A distributed system is a system whose components are located on different networked computers, which communicate and coordinate their actions by passing messages to one another. Distributed computing is a field of computer science that studies distributed systems.
Grid computing is the use of widely distributed computer resources to reach a common goal. A computing grid can be thought of as a distributed system with non-interactive workloads that involve many files. Grid computing is distinguished from conventional high-performance computing systems such as cluster computing in that grid computers have each node set to perform a different task/application. Grid computers also tend to be more heterogeneous and geographically dispersed than cluster computers. Although a single grid can be dedicated to a particular application, commonly a grid is used for a variety of purposes. Grids are often constructed with general-purpose grid middleware software libraries. Grid sizes can be quite large.
In computing, load balancing is the process of distributing a set of tasks over a set of resources, with the aim of making their overall processing more efficient. Load balancing can optimize the response time and avoid unevenly overloading some compute nodes while other compute nodes are left idle.
Parallel computing is a type of computation in which many calculations or processes are carried out simultaneously. Large problems can often be divided into smaller ones, which can then be solved at the same time. There are several different forms of parallel computing: bit-level, instruction-level, data, and task parallelism. Parallelism has long been employed in high-performance computing, but has gained broader interest due to the physical constraints preventing frequency scaling. As power consumption by computers has become a concern in recent years, parallel computing has become the dominant paradigm in computer architecture, mainly in the form of multi-core processors.
In computing, multiple instruction, multiple data (MIMD) is a technique employed to achieve parallelism. Machines using MIMD have a number of processors that function asynchronously and independently. At any time, different processors may be executing different instructions on different pieces of data.
Message Passing Interface (MPI) is a standardized and portable message-passing standard designed to function on parallel computing architectures. The MPI standard defines the syntax and semantics of library routines that are useful to a wide range of users writing portable message-passing programs in C, C++, and Fortran. There are several open-source MPI implementations, which fostered the development of a parallel software industry, and encouraged development of portable and scalable large-scale parallel applications.

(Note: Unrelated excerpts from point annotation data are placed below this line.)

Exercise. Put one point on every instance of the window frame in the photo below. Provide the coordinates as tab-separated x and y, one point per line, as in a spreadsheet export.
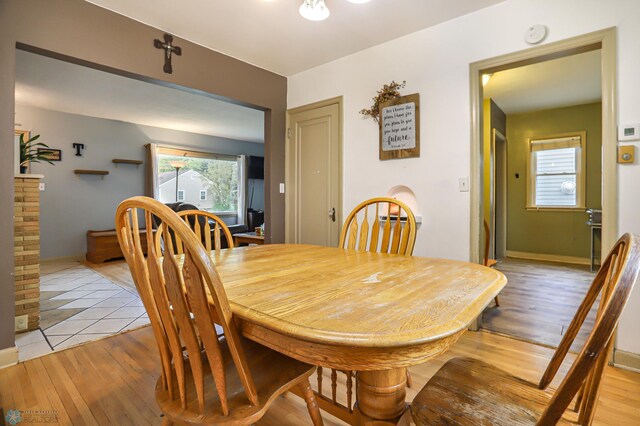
581	176
240	159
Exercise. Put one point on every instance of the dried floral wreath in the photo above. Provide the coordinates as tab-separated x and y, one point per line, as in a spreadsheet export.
388	92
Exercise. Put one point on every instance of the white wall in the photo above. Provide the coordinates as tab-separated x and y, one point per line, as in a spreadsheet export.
435	63
72	205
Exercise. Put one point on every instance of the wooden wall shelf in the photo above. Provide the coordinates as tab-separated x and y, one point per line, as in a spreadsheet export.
123	161
91	172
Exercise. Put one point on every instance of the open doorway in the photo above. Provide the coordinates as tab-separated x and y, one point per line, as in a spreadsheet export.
546	133
101	129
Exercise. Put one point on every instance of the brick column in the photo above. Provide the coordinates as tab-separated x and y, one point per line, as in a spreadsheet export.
27	248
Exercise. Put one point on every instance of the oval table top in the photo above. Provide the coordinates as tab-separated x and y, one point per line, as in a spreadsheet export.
339	297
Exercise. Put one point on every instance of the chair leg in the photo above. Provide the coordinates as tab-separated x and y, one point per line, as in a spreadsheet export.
312	405
409	379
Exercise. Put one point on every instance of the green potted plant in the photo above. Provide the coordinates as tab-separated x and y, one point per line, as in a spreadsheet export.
29	152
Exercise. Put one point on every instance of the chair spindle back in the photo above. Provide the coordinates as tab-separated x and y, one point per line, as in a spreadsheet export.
175	290
382	224
613	283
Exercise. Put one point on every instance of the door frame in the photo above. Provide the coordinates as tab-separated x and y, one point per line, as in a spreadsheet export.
603	40
289	177
502	211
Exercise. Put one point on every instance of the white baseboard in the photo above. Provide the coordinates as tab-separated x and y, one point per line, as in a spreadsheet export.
78	257
8	356
550	257
627	360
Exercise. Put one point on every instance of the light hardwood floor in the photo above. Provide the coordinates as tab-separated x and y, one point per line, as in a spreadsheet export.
112	381
539	301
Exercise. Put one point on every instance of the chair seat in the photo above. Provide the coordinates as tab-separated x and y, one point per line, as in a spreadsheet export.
273	374
467	391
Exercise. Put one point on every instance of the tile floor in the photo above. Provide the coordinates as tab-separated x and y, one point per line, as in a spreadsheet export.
78	305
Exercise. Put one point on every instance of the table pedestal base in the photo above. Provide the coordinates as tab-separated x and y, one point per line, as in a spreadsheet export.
381	396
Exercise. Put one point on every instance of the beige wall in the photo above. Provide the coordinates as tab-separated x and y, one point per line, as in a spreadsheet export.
551	232
87	34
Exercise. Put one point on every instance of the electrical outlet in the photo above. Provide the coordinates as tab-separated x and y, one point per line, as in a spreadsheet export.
22	322
463	184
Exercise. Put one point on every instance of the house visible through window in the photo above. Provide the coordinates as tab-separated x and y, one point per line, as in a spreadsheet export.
211	182
556	177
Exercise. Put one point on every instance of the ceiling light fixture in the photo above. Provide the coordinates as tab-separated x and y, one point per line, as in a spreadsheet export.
317	10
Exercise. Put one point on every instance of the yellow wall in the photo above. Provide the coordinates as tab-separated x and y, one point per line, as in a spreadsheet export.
562	233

Parallel Virtual Machine (PVM) is a software tool for parallel networking of computers. It is designed to allow a network of heterogeneous Unix and/or Windows machines to be used as a single distributed parallel processor. Thus large computational problems can be solved more cost effectively by using the aggregate power and memory of many computers. The software is very portable; the source code, available free through netlib, has been compiled on everything from laptops to Crays.
In computing, single program, multiple data (SPMD) is a term that has been used to refer to computational models for exploiting parallelism where-by multiple processors cooperate in the execution of a program in order to obtain results faster.
MapReduce is a programming model and an associated implementation for processing and generating big data sets with a parallel, distributed algorithm on a cluster.
In parallel computing, an embarrassingly parallel workload or problem is one where little or no effort is needed to separate the problem into a number of parallel tasks. This is often the case where there is little or no dependency or need for communication between those parallel tasks, or for results between them.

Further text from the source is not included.